President Obama and Mitt Romney wasted no time laying into one another’s energy policies — an issue central to political battles over jobs and the economy — at Wednesday night’s debate.
Romney noted that gasoline prices have risen considerably on Obama’s watch and noted more broadly that “middle-income families are being crushed.”
He also revived his criticism of Obama administration regulations that Republicans say are hurting the coal industry.
“People in the coal industry feel like they are being crushed by your policies,” Romney said at the debate in Denver.
Obama administration officials have criticized GOP attacks on Environmental Protection Agency air pollution rules, arguing that scuttling the regulations would gut crucial public health protections.
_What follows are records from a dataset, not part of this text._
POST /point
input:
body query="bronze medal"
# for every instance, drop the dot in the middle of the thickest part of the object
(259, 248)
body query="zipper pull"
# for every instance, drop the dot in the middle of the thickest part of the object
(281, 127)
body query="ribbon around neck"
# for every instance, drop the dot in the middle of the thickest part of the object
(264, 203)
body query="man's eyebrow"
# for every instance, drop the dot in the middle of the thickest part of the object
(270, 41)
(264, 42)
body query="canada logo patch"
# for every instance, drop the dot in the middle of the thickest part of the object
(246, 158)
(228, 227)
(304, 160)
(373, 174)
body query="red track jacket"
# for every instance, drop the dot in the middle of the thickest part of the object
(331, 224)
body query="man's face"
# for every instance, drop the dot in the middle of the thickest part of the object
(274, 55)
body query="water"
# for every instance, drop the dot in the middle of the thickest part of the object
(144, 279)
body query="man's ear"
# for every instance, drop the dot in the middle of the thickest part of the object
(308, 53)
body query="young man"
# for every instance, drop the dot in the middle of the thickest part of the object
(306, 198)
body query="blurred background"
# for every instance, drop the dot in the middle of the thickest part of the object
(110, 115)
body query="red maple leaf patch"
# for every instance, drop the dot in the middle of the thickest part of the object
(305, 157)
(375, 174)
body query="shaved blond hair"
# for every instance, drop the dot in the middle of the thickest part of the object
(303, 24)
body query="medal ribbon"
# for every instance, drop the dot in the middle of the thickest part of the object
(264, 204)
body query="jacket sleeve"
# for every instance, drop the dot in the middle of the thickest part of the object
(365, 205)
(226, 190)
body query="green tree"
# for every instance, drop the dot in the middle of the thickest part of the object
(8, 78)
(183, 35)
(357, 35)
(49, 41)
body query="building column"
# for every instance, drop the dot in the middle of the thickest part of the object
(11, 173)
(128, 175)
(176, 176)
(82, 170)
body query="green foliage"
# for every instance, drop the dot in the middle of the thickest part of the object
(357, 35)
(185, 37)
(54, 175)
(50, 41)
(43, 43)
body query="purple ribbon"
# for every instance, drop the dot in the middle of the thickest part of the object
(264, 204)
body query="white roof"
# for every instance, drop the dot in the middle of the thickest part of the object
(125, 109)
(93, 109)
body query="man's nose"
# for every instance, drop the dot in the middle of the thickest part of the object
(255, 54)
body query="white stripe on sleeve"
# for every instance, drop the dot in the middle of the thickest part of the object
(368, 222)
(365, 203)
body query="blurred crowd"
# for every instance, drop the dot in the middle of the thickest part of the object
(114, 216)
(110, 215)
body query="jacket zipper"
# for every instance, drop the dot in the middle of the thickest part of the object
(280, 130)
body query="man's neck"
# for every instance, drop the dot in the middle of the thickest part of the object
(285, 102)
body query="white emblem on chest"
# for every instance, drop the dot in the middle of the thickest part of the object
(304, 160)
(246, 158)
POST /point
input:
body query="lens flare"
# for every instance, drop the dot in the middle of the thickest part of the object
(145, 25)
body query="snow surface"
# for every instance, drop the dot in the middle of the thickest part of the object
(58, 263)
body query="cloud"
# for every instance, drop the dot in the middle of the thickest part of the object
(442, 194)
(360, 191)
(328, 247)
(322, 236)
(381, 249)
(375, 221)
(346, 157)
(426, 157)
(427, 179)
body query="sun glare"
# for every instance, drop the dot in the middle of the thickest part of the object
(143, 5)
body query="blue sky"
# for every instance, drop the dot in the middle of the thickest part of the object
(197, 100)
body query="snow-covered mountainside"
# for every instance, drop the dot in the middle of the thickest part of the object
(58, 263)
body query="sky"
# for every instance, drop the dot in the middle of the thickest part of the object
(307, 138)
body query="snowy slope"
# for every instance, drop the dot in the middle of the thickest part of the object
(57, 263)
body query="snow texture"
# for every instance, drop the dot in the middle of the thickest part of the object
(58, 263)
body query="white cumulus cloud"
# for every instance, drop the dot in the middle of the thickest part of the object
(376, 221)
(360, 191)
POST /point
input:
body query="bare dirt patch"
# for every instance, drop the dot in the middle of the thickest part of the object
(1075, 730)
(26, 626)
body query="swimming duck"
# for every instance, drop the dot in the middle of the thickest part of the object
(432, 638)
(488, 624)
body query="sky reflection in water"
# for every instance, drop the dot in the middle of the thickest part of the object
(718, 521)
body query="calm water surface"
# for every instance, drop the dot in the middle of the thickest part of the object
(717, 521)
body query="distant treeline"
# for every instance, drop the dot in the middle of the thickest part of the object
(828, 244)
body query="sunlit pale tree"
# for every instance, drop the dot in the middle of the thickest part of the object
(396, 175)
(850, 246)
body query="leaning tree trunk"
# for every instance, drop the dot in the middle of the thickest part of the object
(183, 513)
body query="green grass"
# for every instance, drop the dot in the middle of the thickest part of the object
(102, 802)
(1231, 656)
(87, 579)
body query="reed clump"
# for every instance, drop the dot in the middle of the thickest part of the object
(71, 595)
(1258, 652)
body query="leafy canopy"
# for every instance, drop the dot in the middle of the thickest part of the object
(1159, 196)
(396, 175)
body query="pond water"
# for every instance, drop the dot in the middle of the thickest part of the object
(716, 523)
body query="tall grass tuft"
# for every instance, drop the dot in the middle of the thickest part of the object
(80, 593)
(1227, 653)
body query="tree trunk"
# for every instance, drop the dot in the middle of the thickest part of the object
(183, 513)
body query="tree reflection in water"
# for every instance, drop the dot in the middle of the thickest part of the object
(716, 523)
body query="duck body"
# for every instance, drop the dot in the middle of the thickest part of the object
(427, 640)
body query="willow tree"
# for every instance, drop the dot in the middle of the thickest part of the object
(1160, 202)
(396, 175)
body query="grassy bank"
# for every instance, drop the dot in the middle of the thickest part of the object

They also say that inexpensive natural gas, not regulations, are responsible for the coal industry’s woes.
Romney, a former Republican governor of Massachusetts, also touted his pledge to approve the Keystone XL oil sands pipeline from Canada to Gulf Coast refineries, a project still under consideration by the Obama administration.
Obama noted his support for oil-and-gas development, citing increased production during his presidency. But he has also accused Romney of turning his back on green energy and energy efficiency.
“I think it is important for us to develop new sources of energy here in America,” Obama said. “I also believe that we have got to look at the energy sources of the future like wind and solar and biofuels.”
But Romney said the rise in U.S. oil production has occurred “in spite” of Obama’s policies.
While overall oil production is rising and import reliance has been falling, production from federally controlled areas fell in fiscal 2011 after rising earlier in Obama's presidency, according to the federal Energy Information Administration.
The temporary deepwater drilling freeze imposed after the 2010 BP oil spill in the Gulf of Mexico has played a role in the production trend.
Obama also struck a populist tone in reiterating his call to end oil industry tax incentives.
“Does anybody think that Exxon Mobil needs some extra money when they are making money every time that you go to the pump?” Obama said.
Many Republicans, some Democrats and the oil industry say that removing billions of dollars in tax incentives would likely stymie domestic oil-and-gas projects.
Romney countered that many of the tax incentives go to smaller, independent companies, while adding that under his plan to lower corporate rates overall, ending those deductions would be “on the table.”
“That is probably not going to survive,” Romney said of the industry tax breaks.